In his book The Purpose Economy, Aaron Hurst tells the tale of two gongs:

Zaarly and Yelp are both in roughly the same business, connecting consumers to the services and products in their vicinity. They also share a key cultural practice, they both bang gongs to celebrate wins. What is telling, however, is the occasion for striking the gong. At Yelp, it is hit to celebrate when the company closes an advertising deal. At Zaarly, it is when one of their sellers has been able to quit their day job because of the business generated by their Zaarly storefront.
Zaarly is a purpose-driven organisation that celebrates the success of its community, which in turn builds deep loyalty and a community of employees and customers who are equally committed to Zaarly’s success.

So think about it.

Whether you’ve got a gong or not, are you solely focused on hitting sales targets? What other measures of success could you celebrate?

How about:

At our recent Summercamp we decided to measure the success of the event by the number of hugs from attendees. After all, there’s no better indicator of human emotion*. And a particularly high bar when you consider very few of those attending knew each other at the start of the weekend.

As one attendee said:

“Exchanging business cards and emails was somehow less of a priority than hugging goodbye”

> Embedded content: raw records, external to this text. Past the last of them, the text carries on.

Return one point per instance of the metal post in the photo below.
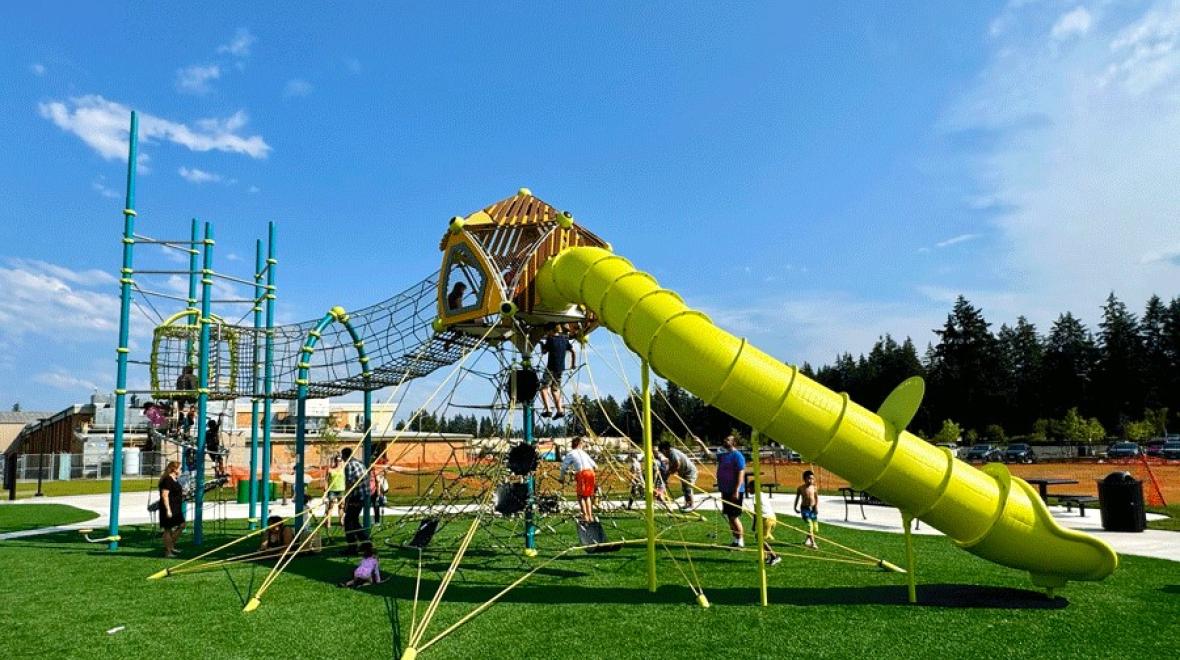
(759, 522)
(368, 452)
(530, 511)
(198, 500)
(648, 477)
(40, 472)
(268, 373)
(255, 385)
(910, 577)
(125, 281)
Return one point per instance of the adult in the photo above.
(212, 446)
(356, 498)
(279, 534)
(378, 485)
(680, 464)
(732, 484)
(333, 489)
(556, 346)
(578, 462)
(171, 514)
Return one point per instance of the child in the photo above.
(807, 507)
(367, 572)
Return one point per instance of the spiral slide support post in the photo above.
(987, 511)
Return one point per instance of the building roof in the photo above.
(24, 417)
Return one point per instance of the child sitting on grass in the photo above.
(367, 572)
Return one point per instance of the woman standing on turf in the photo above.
(171, 517)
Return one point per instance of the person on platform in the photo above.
(171, 514)
(556, 346)
(578, 462)
(356, 487)
(732, 484)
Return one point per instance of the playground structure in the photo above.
(524, 265)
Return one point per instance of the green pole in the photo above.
(120, 380)
(910, 577)
(255, 383)
(648, 477)
(207, 270)
(759, 522)
(268, 367)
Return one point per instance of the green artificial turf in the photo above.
(19, 517)
(82, 487)
(60, 596)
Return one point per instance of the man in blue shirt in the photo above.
(556, 346)
(732, 484)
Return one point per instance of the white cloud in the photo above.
(99, 185)
(957, 240)
(195, 79)
(104, 126)
(240, 45)
(61, 379)
(52, 301)
(198, 176)
(1072, 24)
(1080, 144)
(296, 87)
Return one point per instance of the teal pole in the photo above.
(301, 380)
(530, 511)
(120, 379)
(268, 367)
(255, 384)
(207, 281)
(192, 319)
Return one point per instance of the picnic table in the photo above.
(1043, 484)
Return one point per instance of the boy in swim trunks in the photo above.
(807, 507)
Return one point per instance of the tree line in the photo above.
(1068, 384)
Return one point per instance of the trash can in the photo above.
(1121, 500)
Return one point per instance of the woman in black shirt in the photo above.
(171, 517)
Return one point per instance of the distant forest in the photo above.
(1016, 384)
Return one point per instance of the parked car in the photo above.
(1123, 450)
(984, 453)
(1020, 452)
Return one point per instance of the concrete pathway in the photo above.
(133, 510)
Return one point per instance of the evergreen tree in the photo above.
(967, 372)
(1023, 359)
(1119, 384)
(1068, 366)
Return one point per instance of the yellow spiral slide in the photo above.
(987, 511)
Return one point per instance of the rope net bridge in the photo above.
(397, 334)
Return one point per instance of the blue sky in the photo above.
(812, 176)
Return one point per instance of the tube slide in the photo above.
(987, 511)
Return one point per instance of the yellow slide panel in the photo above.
(987, 511)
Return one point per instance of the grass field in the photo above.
(33, 516)
(581, 606)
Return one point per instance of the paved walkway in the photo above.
(133, 510)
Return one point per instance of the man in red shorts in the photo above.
(578, 462)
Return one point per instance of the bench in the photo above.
(1072, 501)
(863, 498)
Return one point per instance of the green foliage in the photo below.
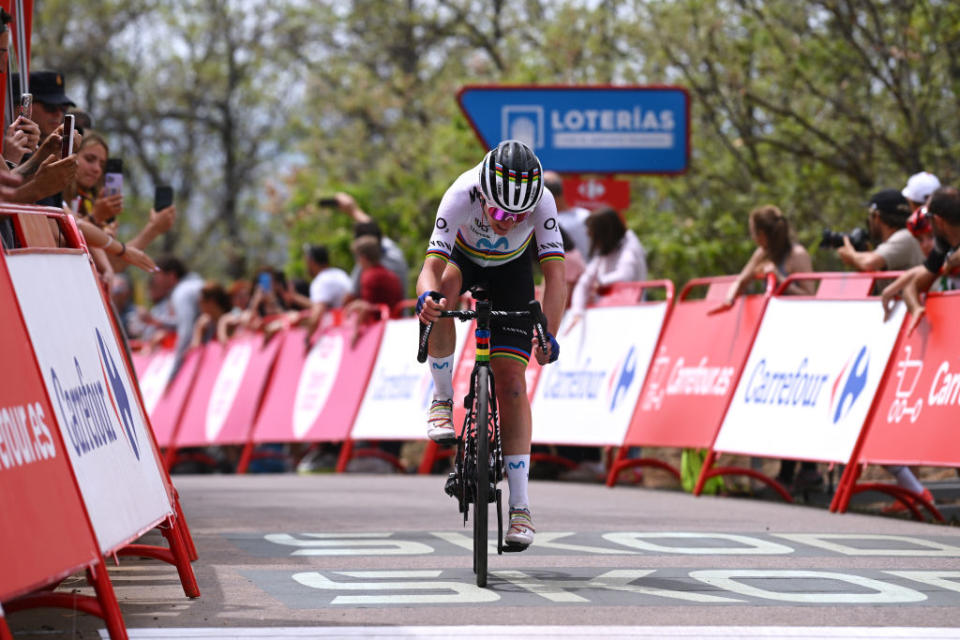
(254, 116)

There were even group hugs…

OK, this was a compassion workshop, but you get the gist

OK, this was a compassion workshop, but you get the gist

The most powerful source of purpose, and happiness, comes when we feel like we’ve worked on something that matters and made some positive impact not just to others, but to society as a whole.

But it also makes business sense.

Focus on making the lives of your employees and customers better and the rest will take care of itself.


If you’re a little sceptical and would prefer a more formal measure of ‘customer satisfaction’, we also achieved a Net Promoter Score of 95 for the Summercamp weekend – crazy.